A simple and mild route to highly fluorinated model polymers

We have developed a simple and mild method for the fluorination of polybueadiene based on the addition of perfluoroalkyl iodides (RfI) to carbon-carbon double bonds. Triethylborane (Et3B) was utilized to initiate this free radical addition to model polybutadiene (PBD homopolymers and a polystyrene-polybutadiene block copolymer at room temperature. Optimized reaction conditions led to consumption of more than 95% of the double bonds and preservation of narrow molecular weight distribution after the modification. We propose that the reaction undergoes a cyclization pathway rather than open-chain addition and that five-member ring structures are formed during the addition of Rd to 1,2-PBD. From H-1 NMR spectroscopy, we estimate that 83% of the double bonds in the 1,2-PBD cyclized with their neighbors. This agrees well with a theoretical prediction by Flory for random irreversible cyclization between neighboring polymer repeat units. We also demonstrate the selective fluorination of the 1,2-PBD block in a polystyrene-block-1,2-polybutadiene (PS-b-1,2-PBD) copolymer.

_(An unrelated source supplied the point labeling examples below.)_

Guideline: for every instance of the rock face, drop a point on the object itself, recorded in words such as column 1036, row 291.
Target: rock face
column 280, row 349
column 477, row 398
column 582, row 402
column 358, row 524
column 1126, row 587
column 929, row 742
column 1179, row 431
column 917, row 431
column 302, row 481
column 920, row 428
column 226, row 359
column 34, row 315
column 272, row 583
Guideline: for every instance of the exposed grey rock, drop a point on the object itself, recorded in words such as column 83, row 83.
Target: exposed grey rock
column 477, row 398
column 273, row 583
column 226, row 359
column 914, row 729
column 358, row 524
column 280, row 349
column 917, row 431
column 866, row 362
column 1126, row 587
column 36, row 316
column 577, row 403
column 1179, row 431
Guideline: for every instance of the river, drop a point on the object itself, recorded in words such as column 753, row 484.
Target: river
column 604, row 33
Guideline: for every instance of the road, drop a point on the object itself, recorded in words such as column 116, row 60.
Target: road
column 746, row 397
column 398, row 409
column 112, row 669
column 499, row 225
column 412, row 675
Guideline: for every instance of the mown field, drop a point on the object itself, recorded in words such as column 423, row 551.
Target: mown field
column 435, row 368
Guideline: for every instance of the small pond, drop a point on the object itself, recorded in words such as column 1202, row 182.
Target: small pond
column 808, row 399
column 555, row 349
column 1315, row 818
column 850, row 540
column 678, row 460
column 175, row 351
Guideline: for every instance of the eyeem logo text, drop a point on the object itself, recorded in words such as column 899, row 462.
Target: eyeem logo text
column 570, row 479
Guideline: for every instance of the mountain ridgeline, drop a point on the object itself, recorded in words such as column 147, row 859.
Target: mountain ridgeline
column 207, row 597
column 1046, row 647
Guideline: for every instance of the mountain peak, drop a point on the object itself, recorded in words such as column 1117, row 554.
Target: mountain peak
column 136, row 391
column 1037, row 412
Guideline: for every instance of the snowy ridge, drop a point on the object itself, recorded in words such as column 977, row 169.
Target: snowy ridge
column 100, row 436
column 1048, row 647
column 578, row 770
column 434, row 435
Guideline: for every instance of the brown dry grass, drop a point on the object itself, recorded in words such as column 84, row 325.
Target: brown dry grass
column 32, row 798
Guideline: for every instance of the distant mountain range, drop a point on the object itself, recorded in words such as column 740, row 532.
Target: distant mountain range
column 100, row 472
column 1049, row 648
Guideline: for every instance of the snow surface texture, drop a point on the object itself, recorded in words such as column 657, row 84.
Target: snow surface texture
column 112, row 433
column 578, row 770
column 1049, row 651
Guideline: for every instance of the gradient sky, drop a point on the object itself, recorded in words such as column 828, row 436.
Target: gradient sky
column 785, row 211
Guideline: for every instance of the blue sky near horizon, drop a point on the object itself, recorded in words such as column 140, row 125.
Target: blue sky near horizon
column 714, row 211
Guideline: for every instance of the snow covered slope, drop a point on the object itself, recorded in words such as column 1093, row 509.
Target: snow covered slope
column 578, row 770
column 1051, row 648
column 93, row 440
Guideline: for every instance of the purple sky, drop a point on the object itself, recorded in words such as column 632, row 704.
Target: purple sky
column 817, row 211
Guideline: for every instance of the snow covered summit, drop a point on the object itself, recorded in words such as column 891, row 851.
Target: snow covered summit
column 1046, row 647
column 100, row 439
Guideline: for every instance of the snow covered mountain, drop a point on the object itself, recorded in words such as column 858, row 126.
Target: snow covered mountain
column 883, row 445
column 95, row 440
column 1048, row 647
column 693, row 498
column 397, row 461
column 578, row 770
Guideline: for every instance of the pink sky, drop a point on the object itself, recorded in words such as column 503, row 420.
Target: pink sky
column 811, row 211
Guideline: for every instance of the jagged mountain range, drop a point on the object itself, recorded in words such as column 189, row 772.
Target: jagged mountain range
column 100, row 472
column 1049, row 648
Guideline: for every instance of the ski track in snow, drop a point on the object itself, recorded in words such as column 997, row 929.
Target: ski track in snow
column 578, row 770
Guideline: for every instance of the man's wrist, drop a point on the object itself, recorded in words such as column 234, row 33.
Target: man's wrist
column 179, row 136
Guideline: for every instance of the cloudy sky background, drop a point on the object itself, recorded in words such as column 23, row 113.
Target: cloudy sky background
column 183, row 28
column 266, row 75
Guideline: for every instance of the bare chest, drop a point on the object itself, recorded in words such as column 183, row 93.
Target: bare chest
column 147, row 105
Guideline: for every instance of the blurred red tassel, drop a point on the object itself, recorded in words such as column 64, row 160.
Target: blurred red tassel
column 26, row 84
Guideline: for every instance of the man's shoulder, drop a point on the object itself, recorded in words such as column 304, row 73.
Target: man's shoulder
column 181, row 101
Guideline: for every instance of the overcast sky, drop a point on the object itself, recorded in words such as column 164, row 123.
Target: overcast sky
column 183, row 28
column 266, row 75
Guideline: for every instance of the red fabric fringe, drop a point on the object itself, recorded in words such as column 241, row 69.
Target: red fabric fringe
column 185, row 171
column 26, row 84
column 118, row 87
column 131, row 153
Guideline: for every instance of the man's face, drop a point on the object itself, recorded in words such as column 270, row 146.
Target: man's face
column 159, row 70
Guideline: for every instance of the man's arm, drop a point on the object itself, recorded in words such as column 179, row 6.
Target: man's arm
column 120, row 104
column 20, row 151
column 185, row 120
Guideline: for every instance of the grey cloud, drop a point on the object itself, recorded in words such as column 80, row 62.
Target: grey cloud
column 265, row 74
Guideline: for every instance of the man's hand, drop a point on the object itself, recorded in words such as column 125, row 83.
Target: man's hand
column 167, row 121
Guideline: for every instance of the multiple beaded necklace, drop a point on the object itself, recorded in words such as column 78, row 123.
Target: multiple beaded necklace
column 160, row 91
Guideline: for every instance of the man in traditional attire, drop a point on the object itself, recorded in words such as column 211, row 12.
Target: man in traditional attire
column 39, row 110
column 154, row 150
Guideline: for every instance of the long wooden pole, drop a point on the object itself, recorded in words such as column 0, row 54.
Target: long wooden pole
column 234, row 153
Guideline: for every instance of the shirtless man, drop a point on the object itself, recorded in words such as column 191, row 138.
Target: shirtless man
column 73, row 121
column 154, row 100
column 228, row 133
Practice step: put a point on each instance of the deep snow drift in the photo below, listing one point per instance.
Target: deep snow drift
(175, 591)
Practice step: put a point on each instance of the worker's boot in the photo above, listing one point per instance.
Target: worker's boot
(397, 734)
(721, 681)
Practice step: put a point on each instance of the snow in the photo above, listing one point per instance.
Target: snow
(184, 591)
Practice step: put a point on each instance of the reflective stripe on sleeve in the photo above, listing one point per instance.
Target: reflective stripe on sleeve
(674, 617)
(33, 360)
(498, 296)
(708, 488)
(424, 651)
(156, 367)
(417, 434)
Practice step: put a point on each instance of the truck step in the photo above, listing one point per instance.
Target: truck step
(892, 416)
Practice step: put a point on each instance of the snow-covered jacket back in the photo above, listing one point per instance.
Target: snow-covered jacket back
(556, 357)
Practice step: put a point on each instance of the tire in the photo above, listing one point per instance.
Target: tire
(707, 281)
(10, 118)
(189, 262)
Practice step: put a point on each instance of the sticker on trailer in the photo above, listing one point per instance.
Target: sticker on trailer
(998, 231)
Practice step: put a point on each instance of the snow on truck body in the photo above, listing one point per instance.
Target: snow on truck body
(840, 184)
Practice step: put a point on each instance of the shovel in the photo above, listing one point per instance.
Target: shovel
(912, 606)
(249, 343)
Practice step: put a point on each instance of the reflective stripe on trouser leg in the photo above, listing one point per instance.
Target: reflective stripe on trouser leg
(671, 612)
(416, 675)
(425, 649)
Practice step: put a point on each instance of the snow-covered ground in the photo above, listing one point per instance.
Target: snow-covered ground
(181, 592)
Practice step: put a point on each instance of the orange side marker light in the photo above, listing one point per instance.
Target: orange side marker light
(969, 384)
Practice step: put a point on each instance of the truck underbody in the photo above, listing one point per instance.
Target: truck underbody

In contrast to the fluorinated homopolymers, subsequent hydrogenolysis of this fluorinated PS-b-1,2-PBD copolymer gave a soluble material. The H-1 NMR spectrum and elemental analysis confirmed the complete hydrogenolysis. Preliminary physical characterization was performed by differential scanning calorimetry (DSC), thermal gravimetric analysis (TGA), contact angle measurements, and small-angle X-ray scattering (SAXS). The glass transition temperature (T-g) of the fluorinated 1,2-PBD increases by 75 degreesC, removal of the iodine in the fluorinated PS-b-1,2-PBD copolymer increases the thermal stability by ca. 100 degreesC, and all fluorinated polymers exhibit very low critical surface tensions (14-16 mN/m).